If it’s been a while since you’ve been a job seeker, or you are entering the job market for the first time, here’s what you need to know about the employment landscape in 2018.
Social Media is an increasingly important job search tool
According to statistics from careerbuilder.com, 70% of companies are now screening job candidates’ social media accounts and activity before hiring them. What’s more, 54% of employers have decided not to hire a candidate after seeing what they’ve been up to on social media, and 57% are less likely to consider someone for an interview if they can’t find them online.
So what does this mean for jobseekers in 2018?
If you’re not using social media for your job search, or to boost your career in general, you’re missing out on opportunities.
Firstly, you should, at a minimum, have a profile on LinkedIn that outlines your achievements, qualifications, work experience and skills. This means that employers will be able to easily research you online and find out the basics of your professional acumen.
Visit the alumni LinkedIn group
Even better, you should be cultivating an online brand on LinkedIn and other social platforms that attracts opportunities and allows you to present a curated version of yourself to potential employers.
How do you do this?
Your social media profiles are a way for potential employers to see who you are both professionally and personally. Use this to your advantage and advertise your skills, achievements, goals and interests through your profiles and what you post about. You could follow relevant groups or individuals and consider commenting on relevant articles to get yourself noticed.

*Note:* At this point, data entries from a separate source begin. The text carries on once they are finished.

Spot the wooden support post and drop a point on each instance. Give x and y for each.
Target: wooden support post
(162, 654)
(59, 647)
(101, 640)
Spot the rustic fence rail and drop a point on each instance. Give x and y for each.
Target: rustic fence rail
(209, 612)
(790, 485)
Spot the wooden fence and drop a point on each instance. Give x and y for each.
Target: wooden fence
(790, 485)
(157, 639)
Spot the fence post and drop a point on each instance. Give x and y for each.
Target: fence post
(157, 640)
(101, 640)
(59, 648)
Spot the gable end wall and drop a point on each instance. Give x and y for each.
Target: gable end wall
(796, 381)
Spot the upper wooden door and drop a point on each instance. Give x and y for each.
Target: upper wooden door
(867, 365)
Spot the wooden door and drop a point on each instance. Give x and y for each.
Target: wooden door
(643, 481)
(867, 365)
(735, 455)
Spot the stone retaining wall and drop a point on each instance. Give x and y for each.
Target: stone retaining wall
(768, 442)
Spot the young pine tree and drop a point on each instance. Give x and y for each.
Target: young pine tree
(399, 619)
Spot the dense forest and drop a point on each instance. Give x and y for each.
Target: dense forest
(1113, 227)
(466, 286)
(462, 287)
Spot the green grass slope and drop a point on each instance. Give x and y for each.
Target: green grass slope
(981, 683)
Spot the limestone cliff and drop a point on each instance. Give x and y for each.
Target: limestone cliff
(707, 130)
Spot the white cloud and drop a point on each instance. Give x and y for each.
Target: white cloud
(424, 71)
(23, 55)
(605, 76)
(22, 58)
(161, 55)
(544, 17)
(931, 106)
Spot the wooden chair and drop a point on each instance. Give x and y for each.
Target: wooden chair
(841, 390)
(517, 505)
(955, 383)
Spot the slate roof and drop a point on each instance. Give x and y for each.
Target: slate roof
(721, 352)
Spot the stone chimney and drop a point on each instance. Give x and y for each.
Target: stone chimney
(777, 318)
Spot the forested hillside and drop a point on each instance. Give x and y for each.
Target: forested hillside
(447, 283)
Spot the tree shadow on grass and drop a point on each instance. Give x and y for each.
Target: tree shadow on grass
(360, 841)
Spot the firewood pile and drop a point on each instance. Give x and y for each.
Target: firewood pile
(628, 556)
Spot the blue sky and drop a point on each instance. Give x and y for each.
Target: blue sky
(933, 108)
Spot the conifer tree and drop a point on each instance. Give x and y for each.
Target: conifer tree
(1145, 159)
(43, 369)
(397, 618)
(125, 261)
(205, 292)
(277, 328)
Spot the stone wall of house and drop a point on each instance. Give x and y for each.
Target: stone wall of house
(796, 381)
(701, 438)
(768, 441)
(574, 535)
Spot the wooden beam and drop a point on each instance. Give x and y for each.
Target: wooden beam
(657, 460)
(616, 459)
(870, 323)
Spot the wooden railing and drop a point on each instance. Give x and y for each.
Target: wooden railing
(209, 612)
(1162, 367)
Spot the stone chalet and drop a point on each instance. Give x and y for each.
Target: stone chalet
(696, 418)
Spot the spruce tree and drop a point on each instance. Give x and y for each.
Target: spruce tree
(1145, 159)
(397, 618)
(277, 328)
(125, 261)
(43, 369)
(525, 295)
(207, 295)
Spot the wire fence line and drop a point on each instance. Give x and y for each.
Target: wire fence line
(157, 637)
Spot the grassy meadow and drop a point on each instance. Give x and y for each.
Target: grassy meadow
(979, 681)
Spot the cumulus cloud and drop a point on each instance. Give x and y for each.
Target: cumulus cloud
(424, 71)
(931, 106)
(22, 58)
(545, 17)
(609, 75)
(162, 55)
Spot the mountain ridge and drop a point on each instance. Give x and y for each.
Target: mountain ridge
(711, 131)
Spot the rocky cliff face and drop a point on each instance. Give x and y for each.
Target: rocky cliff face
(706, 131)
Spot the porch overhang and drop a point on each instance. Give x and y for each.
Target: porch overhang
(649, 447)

Equally, be careful about sharing what you don’t want them to see – adjust your privacy settings on your more personal accounts like Facebook and remember that every opinion you post on twitter can easily be seen by anyone. It only takes one inappropriate post to ruin your professional reputation.
AI set to take over talent acquisition
Chances are, your CV may not even get seen by human eyes in 2018. Recruiters are now increasingly using artificial intelligence to sift through job applications and match candidates to roles. There are “even AI bots that handle repetitive and easy-to-automate tasks like scheduling candidate interviews,” say glassdoor.com.
Here’s a brief summary of the biggest recent advancements in AI in recruitment:
Intelligent screening software – This automates resume screening by using the recruiters’ existing CV database to learn what makes a good candidate in terms of experience, skills and other qualities. It then applies this knowledge to screen, rank and shortlist new candidates. Some AI software can even combine this with public data from social media profiles.
Chatbots – Intelligent chatbots can now be used to interact with candidates in real time, doing everything from asking questions about job requirements and providing feedback, to updating on the application process and informing them about next steps, scheduling interviews and more.
Digitised interviews – perhaps one of the most impressive developments in AI recruitment is online interview software which uses artificial intelligence to assess word choice, speech patterns and facial expressions to determine the candidates fit for the roll.
What can you do to increase your success with AI recruitment?
The key to getting your CV past the AI software and into the hands of real life recruiters is to use key words. Fastcompany.com has some great advice for doing this:
1. Your first instinct might be to scan the job description for the key “must have” skills that the recruiter is looking for. However, it is better to identify the best key words to use in your CV by looking at the LinkedIn profiles of your competitors. Search for people who already have that position and head to the “Featured Skills and Endorsements” section of their profile. These are your keywords.
2. You can’t trick the system by stuffing your CV with repetitions of the keywords over and over again. Recruitment AI has got too intelligent for that. Instead make sure you contextualise your keywords with examples of where you applied the skill.
Lack of transparency in the recruiting process is a major annoyance for job seekers.
“58% of job seekers say they have a negative impression of a company if they didn’t hear back from the company after submitting an application, whereas 67% of job seekers have a positive impression of a company if they receive consistent updates throughout the application process,” report ideal.com.
More and more recruiters are now using programmes that allow job seekers to check on the progress of their application, get information about next steps, or browse information about the role and company.
What can job seekers do about this particular job market trend? Enjoy it!